Dos filmes dirigidos por homens mas protagonizados por mulheres, muitos tiveram destaque. Loving, do diretor Jeff Nichols, é baseado na história real de um casal interracial que foi preso por conta do seu relacionamento, o filme está entre os favoritos e conta com a participação de Ruth Negga. De Pedro Almodóvar, Julieta, conta a história de um relacionamento fracassado entre mãe e filha, expondo ao público momentos do passado e do presente da mulher que dá título ao filme. Dos filmes que tiveram destaque durante o festival, temos The Last Face, filme dirigido por Sean Penn e estrelado por Charlize Theron, que nos conta a história de amor de um casal de médicos humanitários e o desenrolar desse relacionamento ao meio de um conflito na região.

Entre os favoritos, está o filme brasileiro Aquarius, do diretor Kléber Mendonça, que conta com a atriz Sônia Braga no papel principal. O filme mostra a resistência da protagonista a vender um imóvel e como a situação leva a personagem a repensar sua vida. Vale o adendo de que o elenco do filme prestou uma manifestação contra o afastamento da Presidente eleita, Dilma Rousseff, se referindo ao mesmo como “golpe”, antes da exibição do longa no Festival. O último — e único — filme brasileiro a ganhar a Palma de Ouro foi O pagador de Promessas, em 1963. Ficamos na torcida.

Fora das telas, as mulheres continuaram dominando a cena. Em diferentes momentos, as atrizes, Julia Roberts, Kristen Stewart e Sasha Lane, protestaram contra a “obrigatoriedade” de usar salto alto em eventos como esse, caminhando descalças pelo tapete vermelho.
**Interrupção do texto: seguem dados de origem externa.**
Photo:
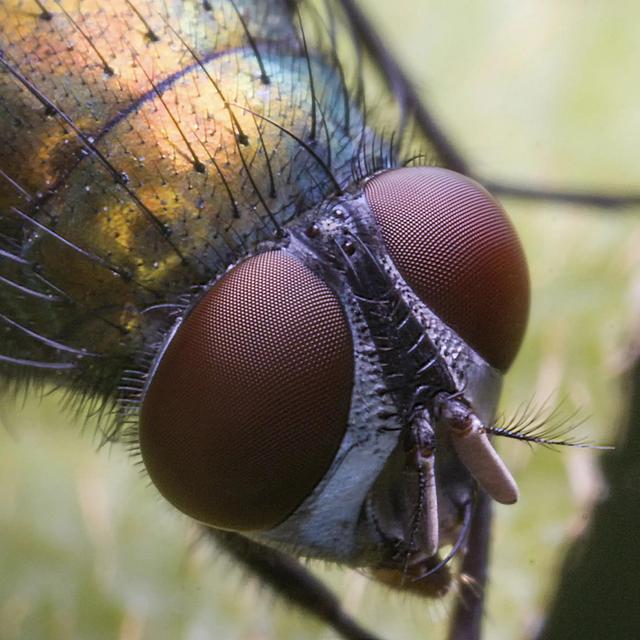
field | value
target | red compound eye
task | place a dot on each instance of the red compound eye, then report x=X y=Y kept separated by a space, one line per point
x=250 y=401
x=454 y=245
O protesto aconteceu pois na edição anterior, convidadas foram impedidas de entrar na exibição do filme Carol por estarem usando sapatos sem salto. A restrição foi corroborada pela produtora, Valéria Richter, que tem parte de um pé amputado. Ela disse ter sido parada quatro vezes durante o evento por estar usando sapato sem salto. A organização do evento emitiu um comunicado informando que não existe uma regra formal quanto ao uso de salto alto no evento. Já o diretor artístico, Thierry Frémaux, se desculpou e disse que a restrição se deveu a um “excesso de zelo” por parte dos seguranças. Excesso de zelo por quem? Afinal, por qual motivo uma mulher sem salto alto estaria em perigo? Ou eles estavam zelando pelos homens? Não faz sentido, eu sei.

Para atingir as expectativas de todos que leem um texto escrito por uma mulher sobre uma premiação e aguardam o momento das vestimentas e fofocas, informação única: Blake Lively, para o bem e para o mal. A atriz, que está no Festival para divulgação do filme Café Society, do diretor Woody Allen, brilhou em Versace, Gucci, Vivianne Westwood. E ganhou milhares de críticas quanto a um comentário racista no Instagram. Não há perdão.
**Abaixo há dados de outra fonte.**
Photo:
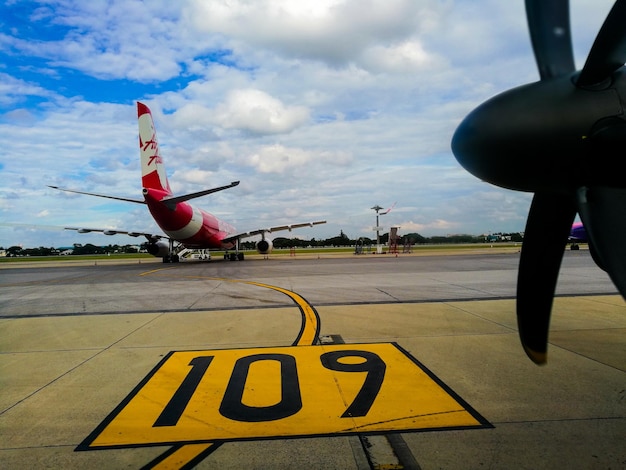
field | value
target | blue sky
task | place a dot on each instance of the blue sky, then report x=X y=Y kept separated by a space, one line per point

Dos filmes que estão fora da seleção mas estão em exibição no Festival, além de Café Society, que ainda conta com a participação de Kristen Stewart, ganhou destaque o filme Jogo do Dinheiro, dirigido — oba! — por uma mulher, a não menos famosa, Jodie Foster, e estrelado por Julia Roberts e George Clooney. O filme foi aplaudido de pé.

O Festival se encerra domingo, com a premiação, que tem como presidente do jurí, o diretor George Miller, de Mad Max: Estrada da Fúria. O que podemos aguardar de um jurí que tem como presidente um diretor que colocou uma mulher como personagem principal de um filme de ação? Espero que os holofotes não mudem de direção no momento mais esperado.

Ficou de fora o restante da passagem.